Ninguém é maior que o Flamengo

Ninguém é maior que o Flamengo

Bruno Voloch

23 de novembro de 2020 | 11h04

A grandeza do Flamengo é algo que não se explica, se sente. Seja amando, ou odiando o sentimento é sempre intenso. Não existe meio termo.

A crise entre o presidente Rodolfo Landim e Bernardinho é fácil explicar.

Os envolvidos, recém-chegados, não são Flamengo.

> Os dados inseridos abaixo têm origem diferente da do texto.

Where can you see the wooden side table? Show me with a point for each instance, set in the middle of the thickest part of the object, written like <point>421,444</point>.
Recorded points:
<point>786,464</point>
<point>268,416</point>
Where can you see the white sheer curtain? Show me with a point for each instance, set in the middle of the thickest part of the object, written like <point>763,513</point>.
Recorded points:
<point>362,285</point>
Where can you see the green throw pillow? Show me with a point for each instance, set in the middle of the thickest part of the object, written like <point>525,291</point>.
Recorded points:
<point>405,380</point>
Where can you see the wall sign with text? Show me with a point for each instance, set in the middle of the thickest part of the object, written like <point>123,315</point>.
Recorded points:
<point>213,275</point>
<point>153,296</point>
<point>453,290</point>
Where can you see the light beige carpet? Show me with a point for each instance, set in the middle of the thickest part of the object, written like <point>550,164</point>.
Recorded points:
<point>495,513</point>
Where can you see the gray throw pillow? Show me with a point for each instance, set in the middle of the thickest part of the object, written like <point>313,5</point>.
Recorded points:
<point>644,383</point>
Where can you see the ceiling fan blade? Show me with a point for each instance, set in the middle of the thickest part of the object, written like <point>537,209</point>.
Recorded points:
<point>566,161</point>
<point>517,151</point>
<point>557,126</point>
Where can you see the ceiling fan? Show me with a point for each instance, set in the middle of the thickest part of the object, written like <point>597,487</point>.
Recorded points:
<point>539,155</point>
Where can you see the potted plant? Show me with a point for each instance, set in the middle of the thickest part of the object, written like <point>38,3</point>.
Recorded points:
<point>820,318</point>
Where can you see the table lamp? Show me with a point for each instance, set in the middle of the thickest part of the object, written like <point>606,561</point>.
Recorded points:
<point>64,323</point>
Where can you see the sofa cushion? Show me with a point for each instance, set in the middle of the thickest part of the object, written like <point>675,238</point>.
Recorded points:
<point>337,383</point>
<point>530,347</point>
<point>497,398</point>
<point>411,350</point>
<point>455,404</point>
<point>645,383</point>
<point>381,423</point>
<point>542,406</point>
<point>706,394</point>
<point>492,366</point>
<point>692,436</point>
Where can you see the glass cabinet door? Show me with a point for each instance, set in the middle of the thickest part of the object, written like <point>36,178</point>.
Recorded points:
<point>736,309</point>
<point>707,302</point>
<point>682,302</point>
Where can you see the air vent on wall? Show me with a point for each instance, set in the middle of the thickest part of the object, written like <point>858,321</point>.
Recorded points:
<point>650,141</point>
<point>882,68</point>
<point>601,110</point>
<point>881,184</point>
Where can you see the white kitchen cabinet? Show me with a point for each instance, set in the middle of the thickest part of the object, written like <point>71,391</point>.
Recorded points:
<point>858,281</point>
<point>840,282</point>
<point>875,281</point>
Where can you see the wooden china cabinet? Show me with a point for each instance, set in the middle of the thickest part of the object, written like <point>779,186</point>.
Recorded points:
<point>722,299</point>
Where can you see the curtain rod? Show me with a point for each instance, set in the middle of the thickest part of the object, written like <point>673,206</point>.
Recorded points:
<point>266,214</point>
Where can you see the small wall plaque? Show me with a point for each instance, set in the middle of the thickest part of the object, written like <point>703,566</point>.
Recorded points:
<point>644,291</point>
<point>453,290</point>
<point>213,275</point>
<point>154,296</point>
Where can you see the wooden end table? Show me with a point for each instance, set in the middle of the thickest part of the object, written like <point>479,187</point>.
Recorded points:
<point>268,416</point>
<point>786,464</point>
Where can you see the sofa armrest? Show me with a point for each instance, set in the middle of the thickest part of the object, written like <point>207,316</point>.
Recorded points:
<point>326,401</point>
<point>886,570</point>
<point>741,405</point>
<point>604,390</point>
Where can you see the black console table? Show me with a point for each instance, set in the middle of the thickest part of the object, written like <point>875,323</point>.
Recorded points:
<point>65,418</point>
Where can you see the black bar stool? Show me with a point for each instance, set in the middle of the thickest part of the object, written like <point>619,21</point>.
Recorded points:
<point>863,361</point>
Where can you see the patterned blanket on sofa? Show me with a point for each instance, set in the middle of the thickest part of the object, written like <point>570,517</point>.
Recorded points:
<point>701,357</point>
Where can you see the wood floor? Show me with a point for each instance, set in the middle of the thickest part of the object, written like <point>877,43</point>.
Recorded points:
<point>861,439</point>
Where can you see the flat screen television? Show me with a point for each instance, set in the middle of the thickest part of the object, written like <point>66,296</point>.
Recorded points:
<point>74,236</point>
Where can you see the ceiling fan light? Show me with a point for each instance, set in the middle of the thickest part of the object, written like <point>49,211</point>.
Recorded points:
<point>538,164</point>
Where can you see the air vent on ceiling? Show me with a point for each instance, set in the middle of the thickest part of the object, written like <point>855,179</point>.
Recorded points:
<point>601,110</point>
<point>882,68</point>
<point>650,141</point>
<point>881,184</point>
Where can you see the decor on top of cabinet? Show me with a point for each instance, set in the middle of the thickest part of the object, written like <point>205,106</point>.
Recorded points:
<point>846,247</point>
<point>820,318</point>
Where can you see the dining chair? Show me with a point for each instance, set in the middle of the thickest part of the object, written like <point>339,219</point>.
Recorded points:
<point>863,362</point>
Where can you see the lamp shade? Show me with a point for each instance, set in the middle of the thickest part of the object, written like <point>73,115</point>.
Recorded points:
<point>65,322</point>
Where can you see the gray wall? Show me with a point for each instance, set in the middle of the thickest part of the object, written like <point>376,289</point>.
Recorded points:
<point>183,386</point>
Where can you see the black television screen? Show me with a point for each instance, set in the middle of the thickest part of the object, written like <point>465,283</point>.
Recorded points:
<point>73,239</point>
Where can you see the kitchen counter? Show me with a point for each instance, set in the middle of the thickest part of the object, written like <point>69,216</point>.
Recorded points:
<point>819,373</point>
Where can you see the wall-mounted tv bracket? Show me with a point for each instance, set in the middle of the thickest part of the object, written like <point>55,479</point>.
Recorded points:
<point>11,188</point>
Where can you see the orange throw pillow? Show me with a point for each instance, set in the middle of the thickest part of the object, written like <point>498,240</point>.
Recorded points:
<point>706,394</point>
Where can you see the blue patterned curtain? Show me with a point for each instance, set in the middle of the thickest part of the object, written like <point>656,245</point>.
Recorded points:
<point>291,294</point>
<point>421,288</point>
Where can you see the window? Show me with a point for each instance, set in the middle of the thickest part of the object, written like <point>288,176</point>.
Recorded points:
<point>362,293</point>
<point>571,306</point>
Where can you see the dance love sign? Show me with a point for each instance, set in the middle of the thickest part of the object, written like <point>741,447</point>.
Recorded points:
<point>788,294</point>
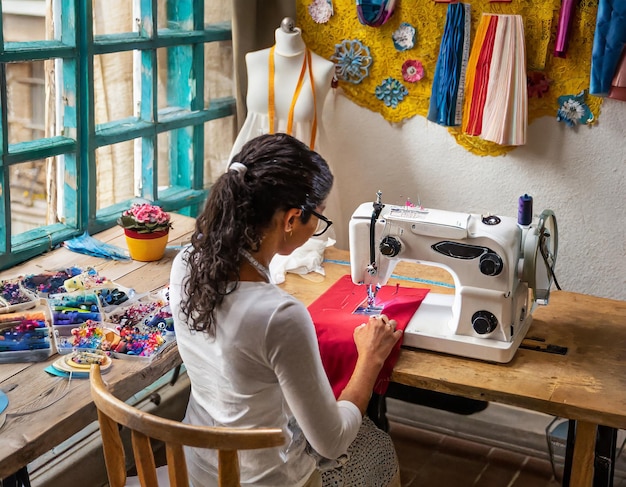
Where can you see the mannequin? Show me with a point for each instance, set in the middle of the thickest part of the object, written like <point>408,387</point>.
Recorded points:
<point>289,54</point>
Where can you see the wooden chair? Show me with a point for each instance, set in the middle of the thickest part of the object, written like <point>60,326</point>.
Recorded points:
<point>143,426</point>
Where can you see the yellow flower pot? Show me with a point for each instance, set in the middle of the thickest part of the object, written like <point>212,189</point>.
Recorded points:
<point>146,247</point>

Primeiro erro, ponto básico, a falta de identificação com o vermelho e preto.

O Flamengo não precisa deles, ou melhor, o Flamengo não precisa de ninguém. Aliás, ninguém pode ser mais importante do que o próprio Flamengo.

As jogadoras e a comissão técnica desconhecem o que é ser Flamengo. Não imaginam a grandiosidade do clube. Não sabem onde estão pisando. É outro patamar com 45 milhões de torcedores.

Torcida, na acepção da palavra.

Incomparável.

Não gente que veste a camisa da empresa e vai para arquibancada bater palmas como o Rio estava acostumado.

Para qualquer outro time da Superliga, a camisa é uma simples peça de roupa ou um uniforme. Para o rubro-negro a camisa é um verdadeiro manto sagrado.

Eis a questão.

O estudo anual da consultoria BDO, mostra que o Flamengo se tornou o primeiro clube brasileiro ultrapassar o montante de R$ 2 bilhões como valor de marca.

O Flamengo e a empresa de Bernardinho trocaram farpas publicamente, segundo consta, por desavenças financeiras. Cedo, mas previsível.

A marca do clube por si só paga qualquer conta.

O Flamengo não depende deles.

O que os recém-chegados não entenderam é que o Flamengo não tem dono. A torcida é uma nação mais forte que qualquer exercito, mais popular que qualquer banda e mais idealista que qualquer religião

O presidente Rodolfo Landim não se pronunciou oficialmente. E nem vai. A prioridade é e será sempre o futebol, verdadeiro carro-chefe do clube.

Para bom entendedor, meia palavra basta.

A única certeza nesse imbróglio todo é que a parceria irá durar pouco. O mal-estar e o desconforto são visíveis.

Quem tudo quer, nada tem.

O Rio, procurou o Estadão e deu sua versão oficial sobre os fatos:

‘O Contrato de Patrocínio assinado com Flamengo, pelo prazo de uma temporada, tem como contraparte o Rio de Janeiro Vôlei Clube e não empresa ligada ao técnico Bernardinho, como equivocadamente mencionado na nota do Flamengo. Nossa política é no sentido de não nos manifestarmos sobre fatos que estão fora da alçada da nossa entidade. Não obstante, gostaríamos de registrar a correção e retidão do Sr. Delano Franco em todas as tratativas e negociações visando a celebração do Contrato de Patrocínio e o cumprimento das obrigações dele decorrentes. Tudo que com ele era combinado, foi cumprido. Continuaremos, como sempre, em respeito aos admiradores do voleibol, aos nossos parceiros e colaboradores, a cumprir nossas obrigações sejam elas objeto de instrumentos contratuais ou de acordos verbais’.